The region has been dealing with economic hardship as job losses mount and the real estate sector struggles, prompting major stimulus measures, including interest-rate cuts and lowering bank reserves. However, as other companies operating in China have discussed, JD mentioned that while consumer sentiment is beginning to improve, it can take time for these initiatives to trickle down to the end consumer.

  • Revenue growth remained sluggish in Q3, expanding by 5.1% yr/yr to RMB 260.39 bln, led by relatively healthy demand within JD's general merchandise category, which boasted an 8% jump in revs. The non-discretionary supermarket category primarily underpinned this growth, recording another quarter of double-digit gains. JD has been enriching its supermarket product portfolio to cover more price tiers, supporting a 20% uptick in shopping frequency in the quarter.
  • A component of China's stimulus includes subsidizing trade-ins for home appliances, electronics, and vehicles. JD has seen promising outcomes thus far, noting that the trade-in program has driven increased demand for appliances and consumer electronics, with sales climbing sequentially throughout each month in Q3. However, management added that the full potential of this policy has yet to be realized, primarily due to a lack of awareness and pockets of supply chain constraints.
  • Profitability has been a highlight for JD over the past few quarters, underscoring improving supply chain capabilities. In Q3, non-GAAP operating margins inched 50 bps higher yr/yr to 5%, driving JD's 18th consecutive earnings beat. The company remarked that it remains at the beginning of exploring its potential to drive further profitability improvements.

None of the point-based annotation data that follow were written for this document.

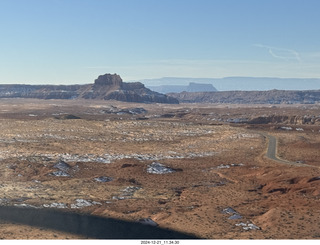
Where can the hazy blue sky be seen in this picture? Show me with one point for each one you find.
(73, 41)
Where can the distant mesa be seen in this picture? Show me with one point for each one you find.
(105, 87)
(111, 87)
(192, 87)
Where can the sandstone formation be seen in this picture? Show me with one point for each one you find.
(105, 87)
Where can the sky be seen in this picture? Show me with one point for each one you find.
(74, 41)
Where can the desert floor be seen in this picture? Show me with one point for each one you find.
(180, 167)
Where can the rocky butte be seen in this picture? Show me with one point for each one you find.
(105, 87)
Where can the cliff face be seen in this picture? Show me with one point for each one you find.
(105, 87)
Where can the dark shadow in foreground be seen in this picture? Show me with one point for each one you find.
(87, 225)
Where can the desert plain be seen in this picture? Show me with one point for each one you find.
(197, 169)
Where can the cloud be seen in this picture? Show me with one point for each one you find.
(281, 53)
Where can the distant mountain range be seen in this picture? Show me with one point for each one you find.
(251, 97)
(192, 87)
(105, 87)
(171, 84)
(111, 87)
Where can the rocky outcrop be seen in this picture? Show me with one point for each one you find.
(111, 87)
(283, 119)
(105, 87)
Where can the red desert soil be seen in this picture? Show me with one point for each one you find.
(89, 157)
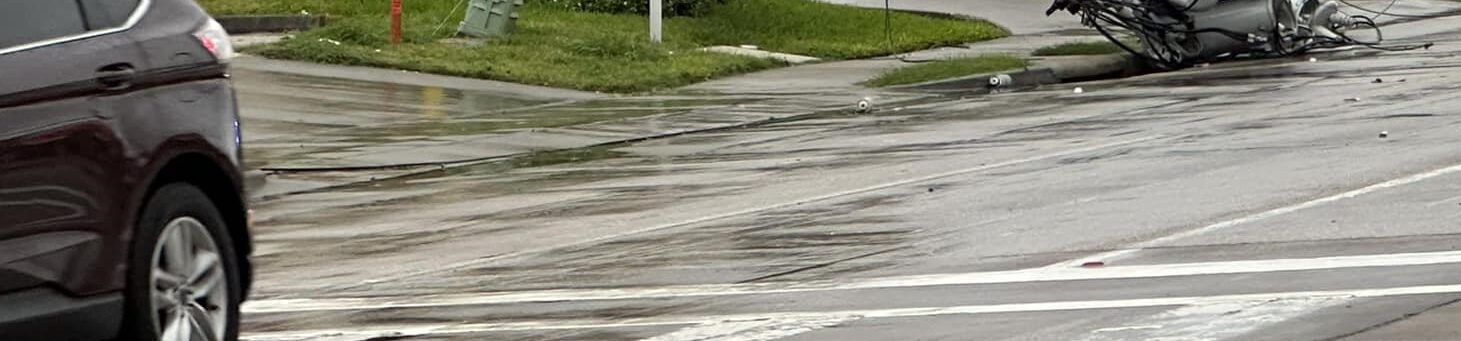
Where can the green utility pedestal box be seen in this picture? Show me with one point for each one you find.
(490, 18)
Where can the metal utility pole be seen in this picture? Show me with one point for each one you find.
(656, 22)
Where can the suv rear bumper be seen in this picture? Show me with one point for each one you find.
(38, 313)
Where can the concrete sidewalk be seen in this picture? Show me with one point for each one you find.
(1020, 16)
(848, 75)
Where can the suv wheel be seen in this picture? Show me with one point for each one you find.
(183, 272)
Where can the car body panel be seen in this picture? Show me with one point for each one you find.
(79, 158)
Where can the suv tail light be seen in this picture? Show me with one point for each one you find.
(215, 40)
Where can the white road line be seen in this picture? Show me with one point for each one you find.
(1108, 256)
(750, 330)
(967, 278)
(373, 331)
(474, 262)
(1444, 201)
(1206, 322)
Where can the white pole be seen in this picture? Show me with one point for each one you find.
(655, 21)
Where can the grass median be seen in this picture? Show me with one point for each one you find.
(599, 51)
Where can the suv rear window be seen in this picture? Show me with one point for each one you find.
(31, 21)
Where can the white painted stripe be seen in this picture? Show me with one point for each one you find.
(967, 278)
(1108, 256)
(715, 217)
(1444, 201)
(364, 332)
(1211, 322)
(750, 330)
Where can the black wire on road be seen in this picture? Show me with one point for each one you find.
(1387, 10)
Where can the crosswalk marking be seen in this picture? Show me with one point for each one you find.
(377, 331)
(967, 278)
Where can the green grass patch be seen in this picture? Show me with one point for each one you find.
(1080, 49)
(945, 69)
(599, 51)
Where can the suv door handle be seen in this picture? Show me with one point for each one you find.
(116, 76)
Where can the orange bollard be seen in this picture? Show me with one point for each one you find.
(395, 21)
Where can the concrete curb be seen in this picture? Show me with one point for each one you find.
(414, 78)
(254, 179)
(1045, 72)
(271, 22)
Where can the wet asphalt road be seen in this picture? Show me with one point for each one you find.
(1244, 201)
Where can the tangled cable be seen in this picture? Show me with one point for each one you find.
(1168, 32)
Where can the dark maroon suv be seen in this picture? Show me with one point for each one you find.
(121, 210)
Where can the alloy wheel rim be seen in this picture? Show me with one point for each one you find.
(187, 284)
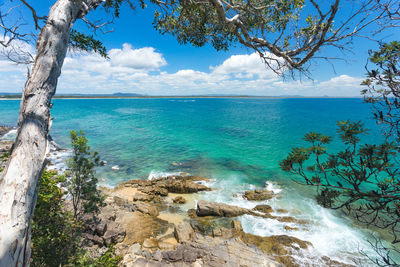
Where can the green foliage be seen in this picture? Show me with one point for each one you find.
(362, 179)
(54, 238)
(382, 87)
(83, 182)
(108, 259)
(198, 23)
(56, 235)
(86, 43)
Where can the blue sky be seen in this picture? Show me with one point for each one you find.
(146, 62)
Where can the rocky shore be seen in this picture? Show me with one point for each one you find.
(162, 222)
(144, 220)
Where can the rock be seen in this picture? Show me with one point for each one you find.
(169, 244)
(143, 197)
(185, 186)
(263, 208)
(134, 249)
(101, 227)
(288, 228)
(115, 168)
(107, 213)
(206, 208)
(179, 200)
(150, 243)
(4, 130)
(192, 213)
(115, 233)
(237, 226)
(157, 255)
(184, 232)
(140, 226)
(258, 195)
(145, 208)
(119, 201)
(94, 238)
(282, 211)
(154, 190)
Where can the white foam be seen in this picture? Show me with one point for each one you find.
(159, 174)
(58, 158)
(330, 235)
(10, 136)
(272, 187)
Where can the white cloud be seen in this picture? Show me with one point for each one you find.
(245, 66)
(143, 58)
(140, 71)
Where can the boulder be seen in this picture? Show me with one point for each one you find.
(263, 208)
(115, 233)
(184, 232)
(154, 190)
(179, 200)
(145, 208)
(143, 197)
(101, 227)
(150, 243)
(207, 208)
(94, 238)
(184, 186)
(107, 213)
(258, 195)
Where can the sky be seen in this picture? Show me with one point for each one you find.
(143, 61)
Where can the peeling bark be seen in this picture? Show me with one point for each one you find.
(18, 184)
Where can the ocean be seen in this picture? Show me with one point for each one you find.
(237, 142)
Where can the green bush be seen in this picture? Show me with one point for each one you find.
(54, 237)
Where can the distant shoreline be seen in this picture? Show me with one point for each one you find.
(171, 97)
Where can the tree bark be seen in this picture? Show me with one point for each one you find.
(18, 184)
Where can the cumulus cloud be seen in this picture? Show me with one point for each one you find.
(244, 66)
(143, 58)
(140, 70)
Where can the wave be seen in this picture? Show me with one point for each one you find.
(10, 136)
(330, 234)
(58, 158)
(159, 174)
(183, 101)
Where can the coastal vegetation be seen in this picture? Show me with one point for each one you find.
(287, 36)
(82, 184)
(363, 179)
(65, 208)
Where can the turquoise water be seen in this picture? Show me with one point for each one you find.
(209, 136)
(236, 142)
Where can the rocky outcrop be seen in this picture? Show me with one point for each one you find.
(4, 130)
(179, 200)
(169, 184)
(184, 232)
(258, 195)
(207, 208)
(263, 208)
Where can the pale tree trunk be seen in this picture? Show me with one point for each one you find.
(18, 184)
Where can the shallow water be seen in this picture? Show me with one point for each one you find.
(236, 142)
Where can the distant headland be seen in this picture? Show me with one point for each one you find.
(134, 95)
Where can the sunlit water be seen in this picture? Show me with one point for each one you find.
(236, 142)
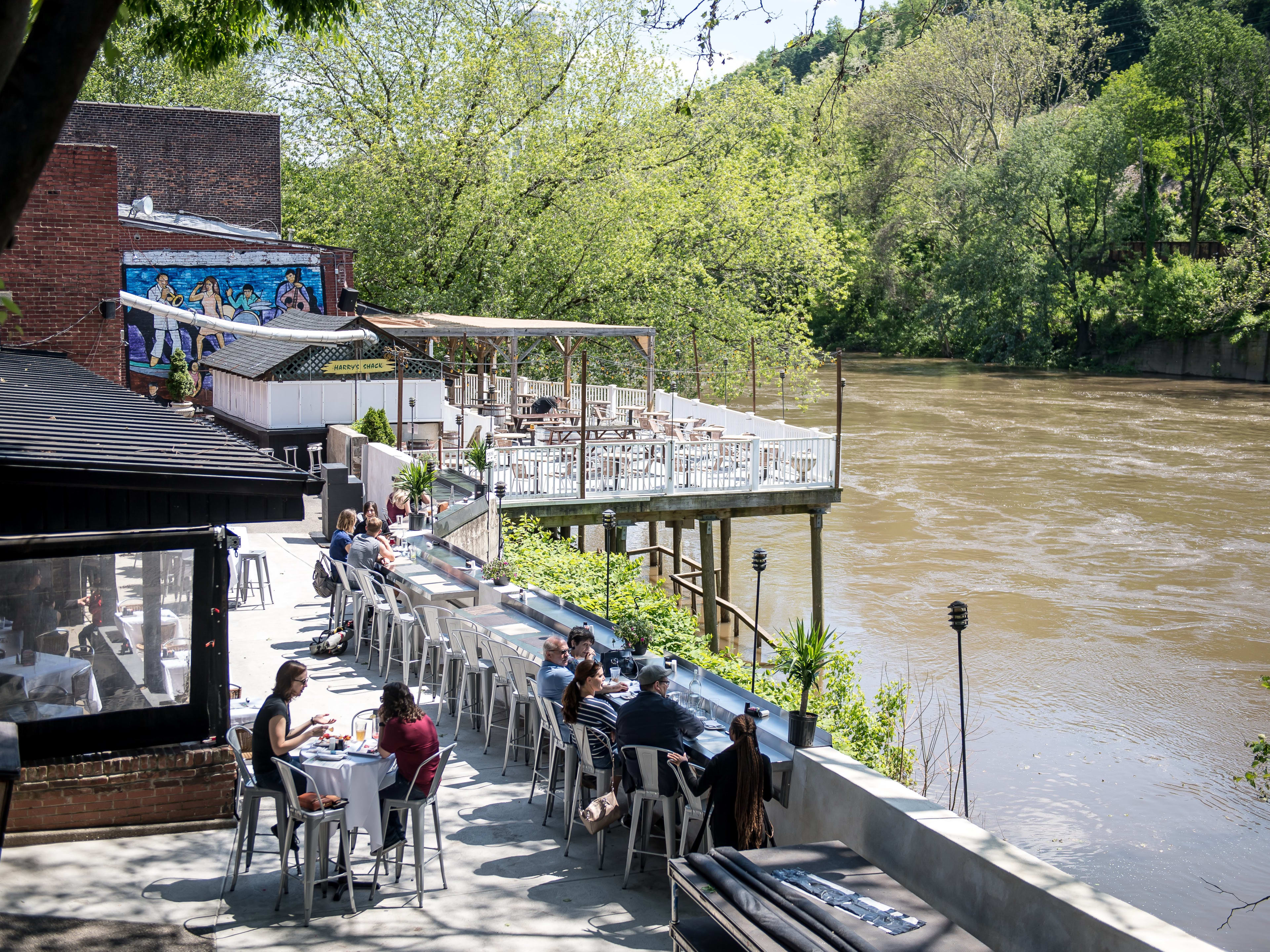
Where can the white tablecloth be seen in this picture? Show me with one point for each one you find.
(130, 627)
(359, 780)
(54, 669)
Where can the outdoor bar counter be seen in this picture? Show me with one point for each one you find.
(525, 625)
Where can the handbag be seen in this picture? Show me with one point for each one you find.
(603, 813)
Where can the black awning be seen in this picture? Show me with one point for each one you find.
(82, 454)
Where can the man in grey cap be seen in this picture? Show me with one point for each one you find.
(655, 722)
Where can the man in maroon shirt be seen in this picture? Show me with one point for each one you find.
(409, 733)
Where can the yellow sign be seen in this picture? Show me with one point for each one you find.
(376, 365)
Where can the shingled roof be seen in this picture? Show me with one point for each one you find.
(256, 357)
(84, 454)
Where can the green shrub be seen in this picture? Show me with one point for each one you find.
(181, 385)
(376, 428)
(867, 733)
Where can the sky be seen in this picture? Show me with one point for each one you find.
(741, 41)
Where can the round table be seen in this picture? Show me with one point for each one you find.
(359, 778)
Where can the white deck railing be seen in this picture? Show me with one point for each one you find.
(657, 468)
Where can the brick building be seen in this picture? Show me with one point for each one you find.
(210, 243)
(211, 163)
(65, 261)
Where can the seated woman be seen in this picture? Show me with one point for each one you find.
(272, 734)
(408, 733)
(399, 506)
(583, 707)
(740, 780)
(343, 535)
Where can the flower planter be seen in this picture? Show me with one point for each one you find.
(802, 729)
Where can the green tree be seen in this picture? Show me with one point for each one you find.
(1208, 64)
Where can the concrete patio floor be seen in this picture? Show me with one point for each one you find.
(510, 884)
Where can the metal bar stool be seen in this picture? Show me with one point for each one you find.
(416, 807)
(247, 559)
(644, 798)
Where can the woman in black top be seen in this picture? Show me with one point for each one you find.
(740, 780)
(272, 735)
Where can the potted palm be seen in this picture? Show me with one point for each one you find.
(802, 654)
(417, 479)
(478, 457)
(181, 385)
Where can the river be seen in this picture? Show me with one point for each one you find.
(1111, 539)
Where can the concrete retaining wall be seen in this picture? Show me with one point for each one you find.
(1211, 356)
(1008, 899)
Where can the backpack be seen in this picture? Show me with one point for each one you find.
(323, 584)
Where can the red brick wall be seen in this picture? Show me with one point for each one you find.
(65, 261)
(159, 785)
(206, 162)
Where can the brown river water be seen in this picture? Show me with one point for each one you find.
(1111, 537)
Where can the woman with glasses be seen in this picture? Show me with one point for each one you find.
(274, 737)
(411, 734)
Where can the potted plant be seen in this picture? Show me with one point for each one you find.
(500, 571)
(802, 654)
(635, 631)
(417, 480)
(478, 457)
(181, 385)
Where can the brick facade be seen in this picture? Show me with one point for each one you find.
(136, 787)
(213, 163)
(65, 261)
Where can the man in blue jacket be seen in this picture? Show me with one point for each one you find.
(655, 722)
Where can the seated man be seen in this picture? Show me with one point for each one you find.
(369, 551)
(655, 722)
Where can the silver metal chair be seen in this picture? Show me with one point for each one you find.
(249, 809)
(416, 807)
(601, 780)
(474, 669)
(644, 798)
(693, 808)
(317, 824)
(549, 730)
(524, 672)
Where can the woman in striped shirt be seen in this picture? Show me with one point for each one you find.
(582, 706)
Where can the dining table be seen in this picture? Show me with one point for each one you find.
(55, 671)
(357, 776)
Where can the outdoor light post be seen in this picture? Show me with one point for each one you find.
(959, 617)
(760, 563)
(500, 492)
(610, 520)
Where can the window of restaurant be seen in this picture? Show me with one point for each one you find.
(112, 640)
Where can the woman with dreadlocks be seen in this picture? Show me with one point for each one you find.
(740, 780)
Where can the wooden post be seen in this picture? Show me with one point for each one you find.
(817, 568)
(709, 606)
(726, 567)
(837, 432)
(582, 435)
(697, 361)
(677, 547)
(399, 355)
(754, 380)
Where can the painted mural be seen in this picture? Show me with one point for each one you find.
(246, 295)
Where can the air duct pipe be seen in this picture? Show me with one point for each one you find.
(247, 331)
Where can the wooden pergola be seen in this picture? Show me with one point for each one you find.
(515, 338)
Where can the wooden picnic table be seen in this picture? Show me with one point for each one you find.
(572, 433)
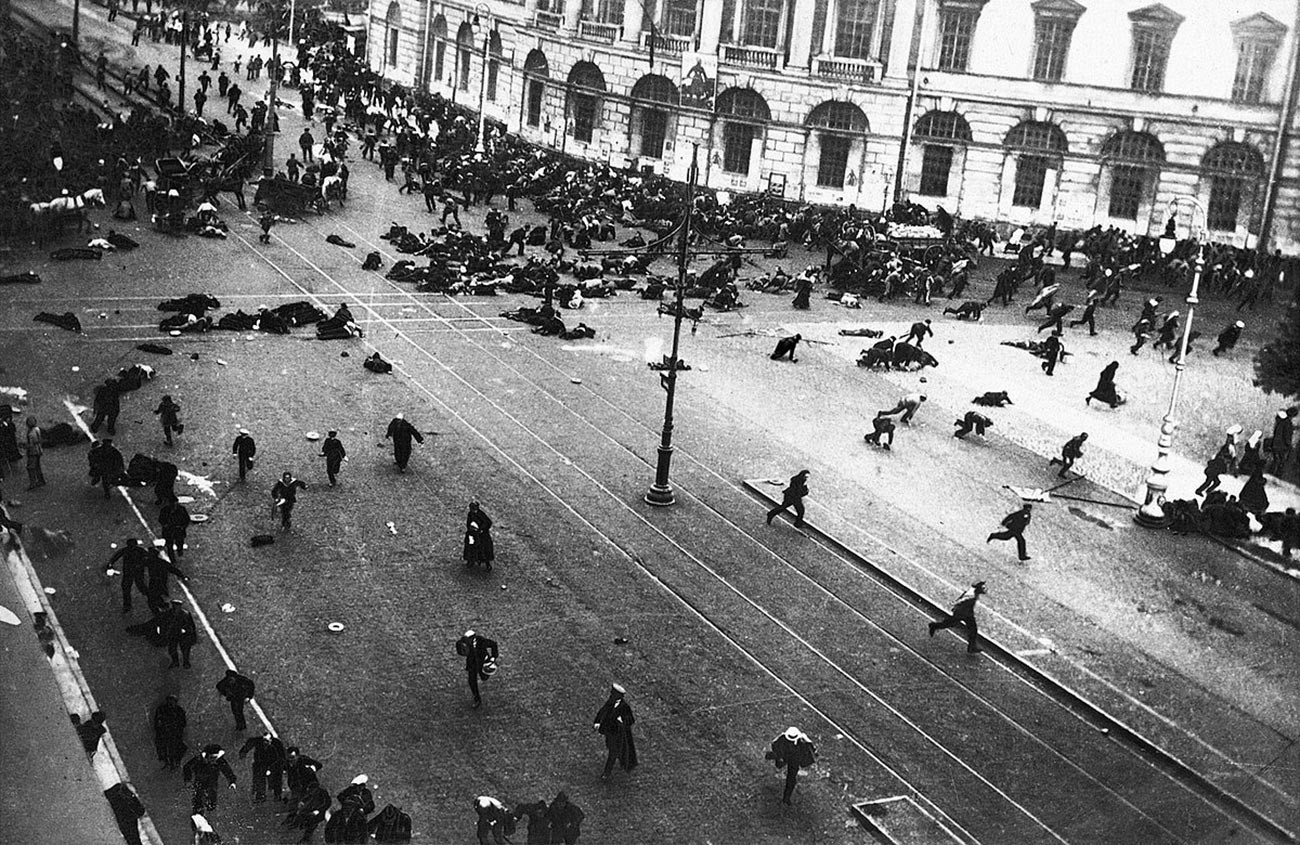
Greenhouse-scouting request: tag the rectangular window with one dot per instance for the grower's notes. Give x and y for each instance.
(1151, 55)
(956, 30)
(737, 139)
(1051, 47)
(1253, 60)
(1126, 187)
(854, 21)
(1225, 203)
(536, 89)
(1031, 173)
(584, 117)
(833, 160)
(654, 128)
(603, 11)
(679, 17)
(762, 22)
(936, 163)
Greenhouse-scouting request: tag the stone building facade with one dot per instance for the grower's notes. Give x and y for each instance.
(1022, 111)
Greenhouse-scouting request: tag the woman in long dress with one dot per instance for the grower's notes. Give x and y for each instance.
(479, 546)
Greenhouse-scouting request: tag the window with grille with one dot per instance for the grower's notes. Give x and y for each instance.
(1225, 202)
(1151, 56)
(936, 164)
(956, 30)
(1031, 173)
(762, 22)
(737, 141)
(654, 129)
(832, 160)
(536, 90)
(584, 116)
(1051, 46)
(854, 21)
(603, 11)
(1126, 190)
(679, 17)
(1253, 60)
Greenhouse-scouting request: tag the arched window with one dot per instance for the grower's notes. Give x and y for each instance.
(939, 133)
(1234, 172)
(744, 113)
(837, 126)
(653, 98)
(536, 72)
(391, 26)
(464, 51)
(440, 46)
(493, 64)
(1039, 147)
(1134, 160)
(586, 86)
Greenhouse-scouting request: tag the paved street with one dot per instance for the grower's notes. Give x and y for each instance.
(724, 631)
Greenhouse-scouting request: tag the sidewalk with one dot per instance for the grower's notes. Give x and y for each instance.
(51, 794)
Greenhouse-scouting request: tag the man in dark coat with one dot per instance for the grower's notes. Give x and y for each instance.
(963, 614)
(169, 723)
(268, 766)
(333, 453)
(176, 627)
(1013, 528)
(793, 750)
(792, 497)
(299, 774)
(237, 689)
(107, 404)
(1226, 341)
(135, 559)
(614, 720)
(203, 770)
(973, 420)
(476, 650)
(401, 432)
(566, 820)
(1070, 453)
(108, 466)
(159, 568)
(174, 520)
(245, 450)
(285, 495)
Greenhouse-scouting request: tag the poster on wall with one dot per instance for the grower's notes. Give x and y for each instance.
(698, 81)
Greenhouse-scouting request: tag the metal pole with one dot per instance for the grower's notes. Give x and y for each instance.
(911, 103)
(1279, 146)
(1152, 512)
(482, 91)
(185, 44)
(661, 492)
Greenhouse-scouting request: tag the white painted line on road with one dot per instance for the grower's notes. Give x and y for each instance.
(109, 767)
(194, 602)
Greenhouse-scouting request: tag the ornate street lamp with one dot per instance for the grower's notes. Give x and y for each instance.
(1152, 512)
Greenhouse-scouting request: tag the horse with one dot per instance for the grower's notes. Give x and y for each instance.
(332, 187)
(56, 212)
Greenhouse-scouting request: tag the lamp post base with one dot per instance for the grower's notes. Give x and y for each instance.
(661, 495)
(1152, 515)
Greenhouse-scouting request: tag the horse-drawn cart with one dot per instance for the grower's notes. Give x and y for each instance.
(290, 199)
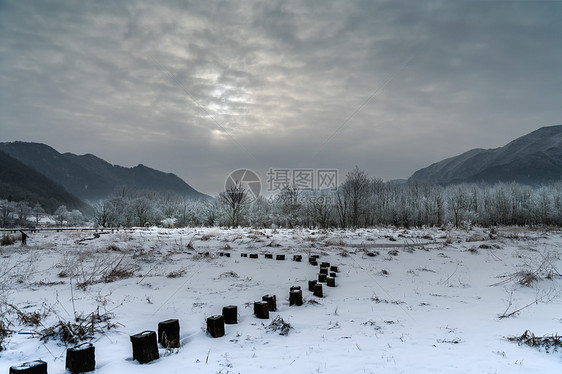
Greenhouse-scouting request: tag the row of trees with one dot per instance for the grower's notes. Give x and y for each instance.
(361, 201)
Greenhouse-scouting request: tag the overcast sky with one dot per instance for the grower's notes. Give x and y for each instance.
(201, 88)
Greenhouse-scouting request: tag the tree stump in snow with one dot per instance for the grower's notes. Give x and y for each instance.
(318, 290)
(31, 367)
(81, 359)
(145, 347)
(230, 314)
(215, 326)
(295, 297)
(271, 302)
(261, 309)
(169, 333)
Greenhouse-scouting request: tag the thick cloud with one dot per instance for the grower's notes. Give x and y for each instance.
(203, 88)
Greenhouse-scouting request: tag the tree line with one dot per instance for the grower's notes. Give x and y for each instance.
(360, 201)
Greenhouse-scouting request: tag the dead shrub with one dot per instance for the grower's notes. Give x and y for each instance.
(279, 325)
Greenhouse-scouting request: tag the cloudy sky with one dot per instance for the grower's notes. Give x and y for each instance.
(201, 88)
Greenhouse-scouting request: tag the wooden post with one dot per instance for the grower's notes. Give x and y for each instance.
(31, 367)
(169, 333)
(295, 297)
(271, 302)
(318, 290)
(215, 326)
(145, 347)
(81, 358)
(230, 314)
(24, 237)
(261, 309)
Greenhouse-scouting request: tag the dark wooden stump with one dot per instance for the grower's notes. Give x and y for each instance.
(230, 314)
(295, 297)
(271, 302)
(261, 309)
(81, 358)
(215, 326)
(31, 367)
(145, 347)
(169, 333)
(318, 290)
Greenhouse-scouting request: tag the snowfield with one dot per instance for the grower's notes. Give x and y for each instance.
(405, 301)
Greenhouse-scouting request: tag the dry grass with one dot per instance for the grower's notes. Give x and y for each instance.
(547, 342)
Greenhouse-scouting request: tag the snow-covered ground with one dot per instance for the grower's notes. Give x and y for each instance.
(406, 301)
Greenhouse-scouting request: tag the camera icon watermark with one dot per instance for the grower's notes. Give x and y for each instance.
(243, 181)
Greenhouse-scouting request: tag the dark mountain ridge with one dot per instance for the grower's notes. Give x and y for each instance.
(532, 159)
(19, 182)
(91, 178)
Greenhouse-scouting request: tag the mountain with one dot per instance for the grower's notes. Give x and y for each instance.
(89, 177)
(19, 182)
(532, 159)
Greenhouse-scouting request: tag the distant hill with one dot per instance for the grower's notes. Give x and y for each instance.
(532, 159)
(90, 178)
(19, 182)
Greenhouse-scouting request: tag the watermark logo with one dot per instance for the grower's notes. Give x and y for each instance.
(244, 180)
(279, 179)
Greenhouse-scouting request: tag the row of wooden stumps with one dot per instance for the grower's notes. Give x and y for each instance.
(297, 258)
(79, 359)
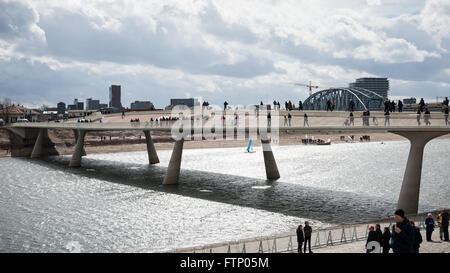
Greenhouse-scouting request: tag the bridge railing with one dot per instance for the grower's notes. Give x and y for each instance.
(287, 243)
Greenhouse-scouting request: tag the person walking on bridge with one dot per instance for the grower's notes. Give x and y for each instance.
(352, 119)
(429, 226)
(445, 219)
(417, 237)
(300, 238)
(402, 234)
(386, 240)
(427, 116)
(446, 115)
(418, 117)
(308, 233)
(387, 118)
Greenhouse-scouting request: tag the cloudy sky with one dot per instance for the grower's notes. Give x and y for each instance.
(239, 51)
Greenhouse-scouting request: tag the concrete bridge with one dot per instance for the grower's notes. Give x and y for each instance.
(36, 135)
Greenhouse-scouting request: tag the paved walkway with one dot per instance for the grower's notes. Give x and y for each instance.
(437, 246)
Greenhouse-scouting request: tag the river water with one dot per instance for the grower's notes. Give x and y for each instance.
(116, 203)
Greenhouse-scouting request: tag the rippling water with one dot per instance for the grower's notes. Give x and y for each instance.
(116, 203)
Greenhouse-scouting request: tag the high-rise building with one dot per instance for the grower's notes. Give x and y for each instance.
(61, 108)
(92, 104)
(142, 105)
(114, 96)
(377, 85)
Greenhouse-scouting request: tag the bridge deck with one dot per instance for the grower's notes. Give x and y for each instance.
(144, 126)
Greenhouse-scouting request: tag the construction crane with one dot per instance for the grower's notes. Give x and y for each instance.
(310, 86)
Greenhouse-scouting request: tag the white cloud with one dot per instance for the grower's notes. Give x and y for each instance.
(223, 49)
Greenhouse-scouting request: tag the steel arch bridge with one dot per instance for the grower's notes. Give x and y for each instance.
(364, 99)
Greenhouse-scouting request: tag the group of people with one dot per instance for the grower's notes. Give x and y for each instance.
(389, 106)
(405, 236)
(304, 235)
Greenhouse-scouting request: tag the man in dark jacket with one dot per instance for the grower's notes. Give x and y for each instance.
(308, 233)
(379, 234)
(417, 237)
(402, 234)
(445, 219)
(386, 240)
(371, 238)
(300, 238)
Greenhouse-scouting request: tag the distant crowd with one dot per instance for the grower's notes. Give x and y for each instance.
(405, 236)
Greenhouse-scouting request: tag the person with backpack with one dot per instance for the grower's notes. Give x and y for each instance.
(300, 238)
(402, 234)
(371, 238)
(386, 244)
(417, 237)
(308, 233)
(429, 227)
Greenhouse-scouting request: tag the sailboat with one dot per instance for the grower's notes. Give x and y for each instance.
(250, 148)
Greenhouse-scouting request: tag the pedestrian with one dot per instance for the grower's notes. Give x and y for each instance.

  • Going forward, JD will stay focused on strengthening its supply chain and fostering user growth and engagement. Thus far, its actions have led to encouraging numbers, including quarterly active customers growing at a double-digit clip yr/yr for the past four quarters, with Q3 being the highest. Additionally, JD is receiving a positive response regarding its increased coverage of free shipping service and its JD PLUS membership program.

There were several highlights in Q3, including a decent uptick in general merchandise demand and sustained solid shopping frequency growth. JD also stated that it is encouraged by the government's stimulus measures, which it anticipates will create employment in the lowest household income level, eventually boosting longer-term consumer confidence. However, JD's performance was not robust enough to alleviate fears over a longer-than-expected economic downturn in China, especially if the government does not enact further stimulus aimed more toward the end consumer.